Arlette is little more graceful; the force of her resistance, too, launches her to the opposing side so she must brace herself on the bare masonry. It is a reprieve, but one of panic and throbbing temples. This is as she feared. It is all as she feared!
The feeling of a tap on her boot draws her eyes down, to a near-petrified femur that'd rolled across the floor, and then fore. There, she expects to witness those crystalline spheres once more, but she does not anticipate them to be so close that she can feel the monster's lustful breath slithering into the orifices of her masque! Strands of umber, adhered to its skin by sweat, she glimpses just before an unholy force pushes against her front and her back is slammed against the unforgiving stone! A groan escapes her -- such is the force -- and she slumps and slides on the masonry, but only for a downward foot before the creature pins her there!
Two hands press against her chest, so fiercely that she might feel the cracking of a rib were it not for the glint that demands all her attention. For now, in the firelight, she can see fully the gaping jaws and isoscelic fangs that bear toward her! And she owes another chance at life to sheer reflex as raises the cane directly before her face! Like a rabid dog, the creature does not hesitate to bite into the ebony -- truly to its animalism.
It rears back, but not in any remorse; instead, it raises a fist and brings it hurtling...!
There is a CRASH! And then a gravelline tumbling. Arlette was swift enough to tilt her head aside, and the result hints ominously at the evaded consequence; its fist had punctured the very masonry on which she's slumped.

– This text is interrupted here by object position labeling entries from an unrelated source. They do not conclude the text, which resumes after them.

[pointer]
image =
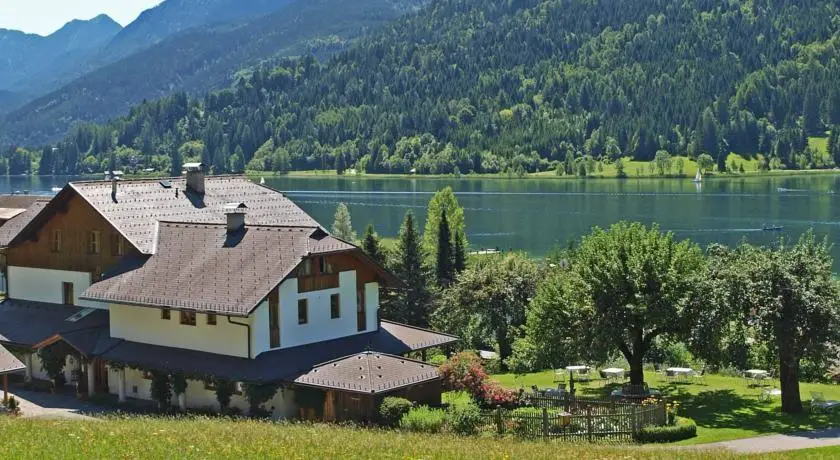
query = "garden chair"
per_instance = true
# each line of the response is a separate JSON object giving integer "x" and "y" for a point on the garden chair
{"x": 559, "y": 375}
{"x": 819, "y": 403}
{"x": 699, "y": 377}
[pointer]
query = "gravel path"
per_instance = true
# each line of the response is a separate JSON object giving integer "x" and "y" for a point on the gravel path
{"x": 779, "y": 442}
{"x": 46, "y": 405}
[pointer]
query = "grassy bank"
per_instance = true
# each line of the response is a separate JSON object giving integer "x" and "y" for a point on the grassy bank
{"x": 147, "y": 437}
{"x": 724, "y": 407}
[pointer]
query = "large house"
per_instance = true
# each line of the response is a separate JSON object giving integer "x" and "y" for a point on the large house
{"x": 214, "y": 278}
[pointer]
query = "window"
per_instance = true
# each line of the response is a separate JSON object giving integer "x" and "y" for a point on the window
{"x": 67, "y": 296}
{"x": 188, "y": 318}
{"x": 56, "y": 243}
{"x": 335, "y": 306}
{"x": 303, "y": 311}
{"x": 305, "y": 268}
{"x": 324, "y": 266}
{"x": 94, "y": 242}
{"x": 274, "y": 319}
{"x": 117, "y": 244}
{"x": 361, "y": 315}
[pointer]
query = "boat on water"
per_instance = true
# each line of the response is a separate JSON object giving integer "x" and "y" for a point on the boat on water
{"x": 771, "y": 228}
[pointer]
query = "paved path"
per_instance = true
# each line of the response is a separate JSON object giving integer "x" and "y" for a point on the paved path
{"x": 46, "y": 405}
{"x": 779, "y": 442}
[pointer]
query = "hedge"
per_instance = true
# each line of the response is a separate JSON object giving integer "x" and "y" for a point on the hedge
{"x": 684, "y": 428}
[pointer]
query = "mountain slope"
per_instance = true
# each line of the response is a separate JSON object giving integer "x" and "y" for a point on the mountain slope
{"x": 197, "y": 61}
{"x": 174, "y": 16}
{"x": 521, "y": 85}
{"x": 26, "y": 58}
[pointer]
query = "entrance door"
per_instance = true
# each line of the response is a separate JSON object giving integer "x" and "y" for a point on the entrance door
{"x": 100, "y": 376}
{"x": 67, "y": 293}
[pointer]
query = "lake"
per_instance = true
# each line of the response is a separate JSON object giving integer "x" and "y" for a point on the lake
{"x": 534, "y": 215}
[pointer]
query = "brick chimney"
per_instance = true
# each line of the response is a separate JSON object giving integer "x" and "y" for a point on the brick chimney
{"x": 235, "y": 213}
{"x": 195, "y": 177}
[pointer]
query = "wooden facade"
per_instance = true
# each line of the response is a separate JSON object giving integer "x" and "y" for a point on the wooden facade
{"x": 75, "y": 237}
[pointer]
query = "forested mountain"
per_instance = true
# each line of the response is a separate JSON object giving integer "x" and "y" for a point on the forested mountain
{"x": 174, "y": 16}
{"x": 198, "y": 61}
{"x": 27, "y": 60}
{"x": 482, "y": 85}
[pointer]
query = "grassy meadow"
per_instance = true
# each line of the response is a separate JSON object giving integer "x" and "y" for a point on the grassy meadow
{"x": 724, "y": 407}
{"x": 152, "y": 438}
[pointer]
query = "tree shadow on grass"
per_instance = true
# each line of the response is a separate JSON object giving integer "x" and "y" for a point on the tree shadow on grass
{"x": 724, "y": 408}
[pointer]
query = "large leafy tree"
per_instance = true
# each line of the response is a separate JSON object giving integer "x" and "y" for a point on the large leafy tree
{"x": 624, "y": 287}
{"x": 784, "y": 299}
{"x": 487, "y": 305}
{"x": 412, "y": 302}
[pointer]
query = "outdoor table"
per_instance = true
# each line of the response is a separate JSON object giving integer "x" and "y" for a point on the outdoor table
{"x": 613, "y": 372}
{"x": 680, "y": 371}
{"x": 577, "y": 369}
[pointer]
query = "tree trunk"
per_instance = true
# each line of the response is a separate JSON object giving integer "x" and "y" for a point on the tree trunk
{"x": 637, "y": 371}
{"x": 789, "y": 378}
{"x": 504, "y": 348}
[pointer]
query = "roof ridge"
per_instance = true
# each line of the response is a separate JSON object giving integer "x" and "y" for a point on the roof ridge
{"x": 137, "y": 180}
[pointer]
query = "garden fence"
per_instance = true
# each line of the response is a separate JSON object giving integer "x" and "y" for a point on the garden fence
{"x": 575, "y": 419}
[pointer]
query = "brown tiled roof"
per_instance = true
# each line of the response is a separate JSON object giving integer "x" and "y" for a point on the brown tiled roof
{"x": 285, "y": 364}
{"x": 369, "y": 372}
{"x": 140, "y": 204}
{"x": 28, "y": 323}
{"x": 201, "y": 267}
{"x": 11, "y": 228}
{"x": 9, "y": 363}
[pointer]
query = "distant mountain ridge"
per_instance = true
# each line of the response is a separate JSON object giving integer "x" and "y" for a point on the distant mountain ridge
{"x": 27, "y": 58}
{"x": 174, "y": 16}
{"x": 197, "y": 61}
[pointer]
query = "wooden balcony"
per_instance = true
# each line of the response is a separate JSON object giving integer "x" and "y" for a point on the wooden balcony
{"x": 317, "y": 282}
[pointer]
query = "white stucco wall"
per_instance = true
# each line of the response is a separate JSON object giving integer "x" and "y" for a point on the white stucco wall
{"x": 320, "y": 326}
{"x": 372, "y": 305}
{"x": 144, "y": 325}
{"x": 42, "y": 285}
{"x": 197, "y": 397}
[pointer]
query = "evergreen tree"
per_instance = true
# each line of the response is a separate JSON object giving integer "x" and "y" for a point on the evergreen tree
{"x": 371, "y": 244}
{"x": 342, "y": 226}
{"x": 445, "y": 270}
{"x": 411, "y": 304}
{"x": 834, "y": 144}
{"x": 459, "y": 262}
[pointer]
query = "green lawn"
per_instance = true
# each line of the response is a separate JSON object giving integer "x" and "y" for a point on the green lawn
{"x": 724, "y": 408}
{"x": 152, "y": 438}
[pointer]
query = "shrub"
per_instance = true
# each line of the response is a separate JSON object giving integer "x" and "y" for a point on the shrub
{"x": 392, "y": 410}
{"x": 494, "y": 395}
{"x": 464, "y": 372}
{"x": 464, "y": 418}
{"x": 423, "y": 420}
{"x": 684, "y": 428}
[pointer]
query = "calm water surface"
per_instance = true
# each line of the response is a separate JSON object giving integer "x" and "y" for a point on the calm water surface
{"x": 534, "y": 215}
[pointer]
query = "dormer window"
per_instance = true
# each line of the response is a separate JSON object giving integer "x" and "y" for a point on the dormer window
{"x": 56, "y": 242}
{"x": 94, "y": 242}
{"x": 305, "y": 268}
{"x": 324, "y": 266}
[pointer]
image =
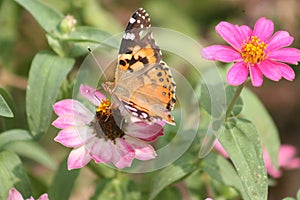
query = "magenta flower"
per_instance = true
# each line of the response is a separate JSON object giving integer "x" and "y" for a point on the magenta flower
{"x": 98, "y": 137}
{"x": 254, "y": 51}
{"x": 14, "y": 194}
{"x": 286, "y": 159}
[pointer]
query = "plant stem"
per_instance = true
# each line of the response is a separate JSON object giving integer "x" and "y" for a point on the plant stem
{"x": 234, "y": 99}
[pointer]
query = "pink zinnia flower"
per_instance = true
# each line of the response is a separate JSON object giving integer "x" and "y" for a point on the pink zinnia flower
{"x": 14, "y": 194}
{"x": 286, "y": 159}
{"x": 254, "y": 51}
{"x": 98, "y": 137}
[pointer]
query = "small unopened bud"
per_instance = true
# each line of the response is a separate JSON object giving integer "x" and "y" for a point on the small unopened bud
{"x": 68, "y": 24}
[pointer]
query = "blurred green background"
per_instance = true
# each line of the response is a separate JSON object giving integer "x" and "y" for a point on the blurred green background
{"x": 21, "y": 38}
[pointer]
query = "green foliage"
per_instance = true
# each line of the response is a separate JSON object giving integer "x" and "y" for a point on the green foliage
{"x": 47, "y": 17}
{"x": 4, "y": 108}
{"x": 173, "y": 173}
{"x": 242, "y": 143}
{"x": 118, "y": 189}
{"x": 45, "y": 78}
{"x": 22, "y": 143}
{"x": 265, "y": 126}
{"x": 243, "y": 176}
{"x": 12, "y": 174}
{"x": 63, "y": 182}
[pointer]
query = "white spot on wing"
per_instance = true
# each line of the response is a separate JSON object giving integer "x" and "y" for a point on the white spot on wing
{"x": 129, "y": 36}
{"x": 132, "y": 20}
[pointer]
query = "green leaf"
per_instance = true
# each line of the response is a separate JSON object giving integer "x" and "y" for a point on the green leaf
{"x": 47, "y": 17}
{"x": 63, "y": 182}
{"x": 174, "y": 172}
{"x": 45, "y": 77}
{"x": 222, "y": 170}
{"x": 12, "y": 136}
{"x": 170, "y": 193}
{"x": 12, "y": 175}
{"x": 22, "y": 143}
{"x": 4, "y": 108}
{"x": 117, "y": 189}
{"x": 88, "y": 34}
{"x": 241, "y": 141}
{"x": 84, "y": 37}
{"x": 265, "y": 125}
{"x": 230, "y": 92}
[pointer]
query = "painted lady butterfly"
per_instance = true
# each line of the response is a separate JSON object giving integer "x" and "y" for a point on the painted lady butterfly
{"x": 143, "y": 82}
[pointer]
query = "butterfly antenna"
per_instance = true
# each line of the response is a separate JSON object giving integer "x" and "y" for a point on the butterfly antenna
{"x": 98, "y": 64}
{"x": 100, "y": 100}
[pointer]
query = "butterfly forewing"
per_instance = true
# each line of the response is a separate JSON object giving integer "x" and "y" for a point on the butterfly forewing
{"x": 143, "y": 83}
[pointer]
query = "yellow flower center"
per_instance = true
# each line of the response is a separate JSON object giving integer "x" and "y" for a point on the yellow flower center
{"x": 104, "y": 122}
{"x": 254, "y": 50}
{"x": 104, "y": 107}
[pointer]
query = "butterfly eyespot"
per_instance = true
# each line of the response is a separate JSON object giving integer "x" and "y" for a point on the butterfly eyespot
{"x": 122, "y": 62}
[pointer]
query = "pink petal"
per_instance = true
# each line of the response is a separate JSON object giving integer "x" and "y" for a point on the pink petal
{"x": 220, "y": 53}
{"x": 245, "y": 31}
{"x": 230, "y": 34}
{"x": 123, "y": 154}
{"x": 143, "y": 150}
{"x": 102, "y": 151}
{"x": 74, "y": 136}
{"x": 256, "y": 76}
{"x": 68, "y": 121}
{"x": 287, "y": 157}
{"x": 44, "y": 197}
{"x": 144, "y": 131}
{"x": 286, "y": 71}
{"x": 72, "y": 107}
{"x": 14, "y": 194}
{"x": 279, "y": 39}
{"x": 91, "y": 94}
{"x": 263, "y": 29}
{"x": 288, "y": 55}
{"x": 78, "y": 158}
{"x": 270, "y": 69}
{"x": 237, "y": 74}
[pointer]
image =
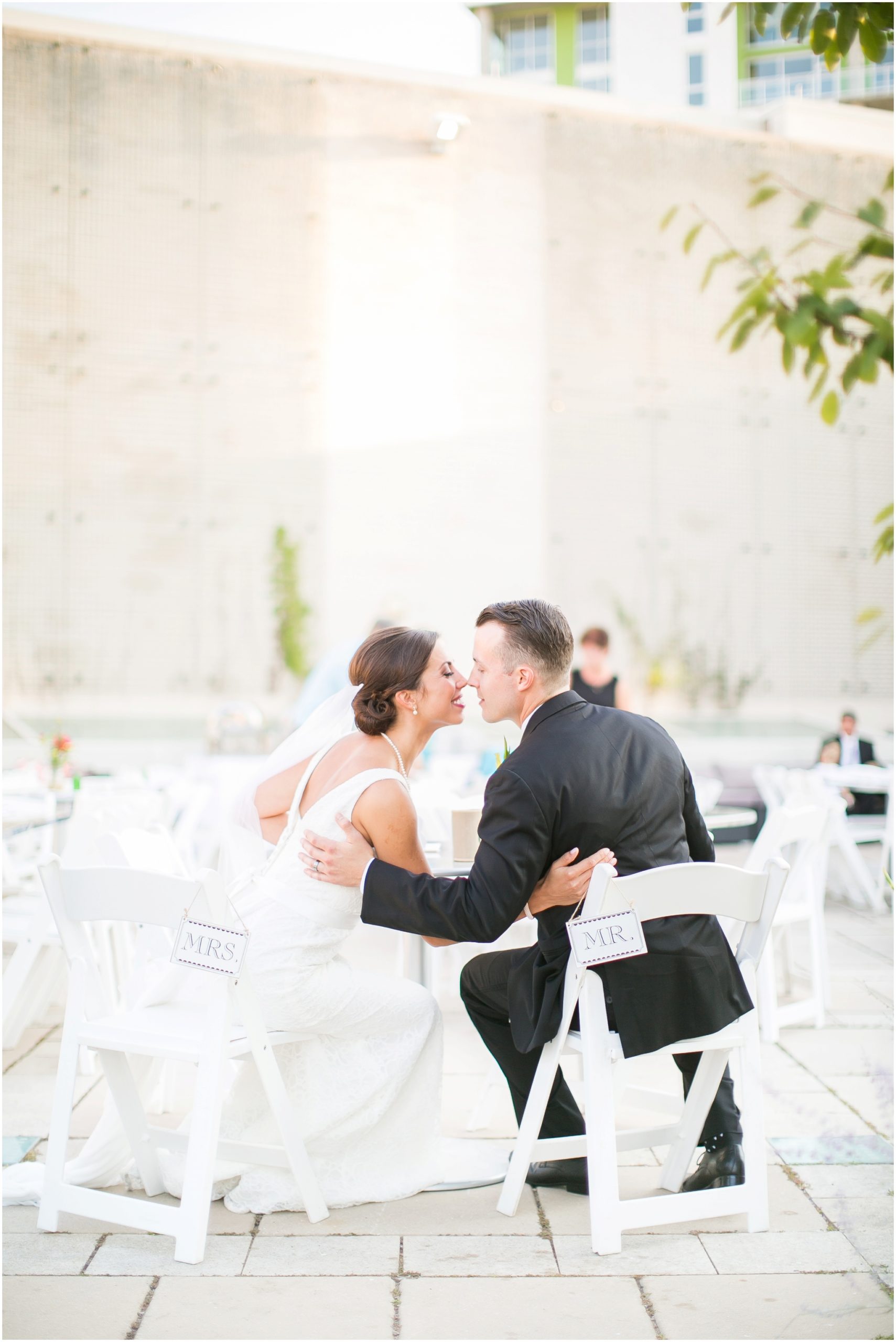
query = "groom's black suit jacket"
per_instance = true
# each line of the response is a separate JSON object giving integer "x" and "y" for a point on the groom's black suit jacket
{"x": 588, "y": 777}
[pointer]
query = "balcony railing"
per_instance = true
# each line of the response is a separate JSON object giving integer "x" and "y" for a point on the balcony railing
{"x": 852, "y": 84}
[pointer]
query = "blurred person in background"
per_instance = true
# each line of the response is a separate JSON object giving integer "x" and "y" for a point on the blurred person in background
{"x": 849, "y": 752}
{"x": 596, "y": 681}
{"x": 330, "y": 674}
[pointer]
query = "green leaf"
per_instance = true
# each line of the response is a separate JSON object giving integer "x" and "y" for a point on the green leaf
{"x": 721, "y": 259}
{"x": 809, "y": 214}
{"x": 872, "y": 41}
{"x": 876, "y": 246}
{"x": 873, "y": 214}
{"x": 823, "y": 31}
{"x": 830, "y": 408}
{"x": 791, "y": 18}
{"x": 847, "y": 25}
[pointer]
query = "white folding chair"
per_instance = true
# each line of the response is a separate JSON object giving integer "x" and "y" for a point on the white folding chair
{"x": 750, "y": 898}
{"x": 207, "y": 1036}
{"x": 803, "y": 837}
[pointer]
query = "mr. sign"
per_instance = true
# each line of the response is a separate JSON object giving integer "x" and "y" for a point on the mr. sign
{"x": 596, "y": 941}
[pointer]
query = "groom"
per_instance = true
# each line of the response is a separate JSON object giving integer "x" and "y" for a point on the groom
{"x": 588, "y": 777}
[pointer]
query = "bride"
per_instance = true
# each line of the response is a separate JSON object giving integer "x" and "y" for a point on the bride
{"x": 366, "y": 1087}
{"x": 366, "y": 1082}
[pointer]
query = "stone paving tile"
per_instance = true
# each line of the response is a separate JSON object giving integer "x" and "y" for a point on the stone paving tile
{"x": 138, "y": 1255}
{"x": 682, "y": 1255}
{"x": 813, "y": 1114}
{"x": 524, "y": 1307}
{"x": 834, "y": 1151}
{"x": 469, "y": 1212}
{"x": 846, "y": 1180}
{"x": 867, "y": 1223}
{"x": 323, "y": 1255}
{"x": 800, "y": 1306}
{"x": 46, "y": 1255}
{"x": 789, "y": 1208}
{"x": 71, "y": 1306}
{"x": 840, "y": 1051}
{"x": 478, "y": 1255}
{"x": 782, "y": 1251}
{"x": 871, "y": 1096}
{"x": 272, "y": 1307}
{"x": 220, "y": 1221}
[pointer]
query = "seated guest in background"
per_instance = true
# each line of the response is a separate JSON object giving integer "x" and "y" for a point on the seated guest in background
{"x": 596, "y": 682}
{"x": 851, "y": 751}
{"x": 830, "y": 755}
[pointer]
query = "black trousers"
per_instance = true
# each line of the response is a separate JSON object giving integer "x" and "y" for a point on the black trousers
{"x": 483, "y": 990}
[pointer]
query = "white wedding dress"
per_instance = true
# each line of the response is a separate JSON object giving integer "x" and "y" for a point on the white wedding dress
{"x": 366, "y": 1084}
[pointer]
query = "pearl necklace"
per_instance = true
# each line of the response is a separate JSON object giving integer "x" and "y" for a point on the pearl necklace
{"x": 402, "y": 764}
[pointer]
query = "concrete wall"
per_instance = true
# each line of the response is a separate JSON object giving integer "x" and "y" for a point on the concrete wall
{"x": 244, "y": 293}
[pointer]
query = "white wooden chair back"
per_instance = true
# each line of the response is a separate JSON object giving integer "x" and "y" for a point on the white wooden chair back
{"x": 200, "y": 1032}
{"x": 697, "y": 888}
{"x": 748, "y": 897}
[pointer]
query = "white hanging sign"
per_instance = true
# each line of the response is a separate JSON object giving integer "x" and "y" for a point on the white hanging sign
{"x": 596, "y": 941}
{"x": 220, "y": 950}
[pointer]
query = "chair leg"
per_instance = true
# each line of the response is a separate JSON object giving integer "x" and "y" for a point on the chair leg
{"x": 703, "y": 1091}
{"x": 818, "y": 959}
{"x": 768, "y": 993}
{"x": 133, "y": 1118}
{"x": 301, "y": 1165}
{"x": 530, "y": 1127}
{"x": 754, "y": 1139}
{"x": 600, "y": 1121}
{"x": 62, "y": 1102}
{"x": 202, "y": 1149}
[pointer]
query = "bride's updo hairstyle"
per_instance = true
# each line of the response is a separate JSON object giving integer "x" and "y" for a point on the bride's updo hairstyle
{"x": 385, "y": 663}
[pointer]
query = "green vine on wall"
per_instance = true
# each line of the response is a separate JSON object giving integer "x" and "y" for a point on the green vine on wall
{"x": 290, "y": 611}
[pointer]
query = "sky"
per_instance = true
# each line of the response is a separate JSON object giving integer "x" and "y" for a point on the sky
{"x": 438, "y": 35}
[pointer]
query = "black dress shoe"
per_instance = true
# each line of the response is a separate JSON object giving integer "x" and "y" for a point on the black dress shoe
{"x": 569, "y": 1175}
{"x": 722, "y": 1168}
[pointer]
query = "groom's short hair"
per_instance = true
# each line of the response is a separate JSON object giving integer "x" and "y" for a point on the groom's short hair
{"x": 536, "y": 633}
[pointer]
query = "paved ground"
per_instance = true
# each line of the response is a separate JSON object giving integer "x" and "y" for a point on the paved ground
{"x": 448, "y": 1266}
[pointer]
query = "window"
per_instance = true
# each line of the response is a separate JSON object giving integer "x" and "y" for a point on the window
{"x": 593, "y": 49}
{"x": 527, "y": 46}
{"x": 695, "y": 80}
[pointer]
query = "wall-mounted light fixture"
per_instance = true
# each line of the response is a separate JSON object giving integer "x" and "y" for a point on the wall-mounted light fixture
{"x": 447, "y": 126}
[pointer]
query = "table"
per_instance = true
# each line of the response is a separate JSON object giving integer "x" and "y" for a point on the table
{"x": 730, "y": 818}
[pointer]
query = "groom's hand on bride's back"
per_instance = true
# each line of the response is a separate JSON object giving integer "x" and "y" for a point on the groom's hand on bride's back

The assault continues. With the creature's face mere inches from Arlette's visage, she can only endeavour to hold it back with a gloved hand as its jaw snaps and slavers! It is a desperate struggle, accentuated with dire uncertainty. Arlette wants not to fight; she wants not to harm this creature when it would entail harm to the innocent woman whose form is indentured! But if this assault continues...
"Stop this...!"
But there's not a drop of recognition's balm. Its reply is a blind man's response to light, and a stone's response to pain: nothing, no pause or alteration in its onslaught, only the ever-waning strength that permits the approach of those piercing incisors. It is a pointless endeavour, and fruitless, and hopeless...
And in that moment, Arlette feels something. It is as peculiar as it is unexpected, and as dreadful as it is disorienting. As under the force of the remorseless onslaught, there is a shift, and then a crack, and then a movement as the bricks behind her give way.
And then, all balance is lost, and she and the monster plummet into darkness.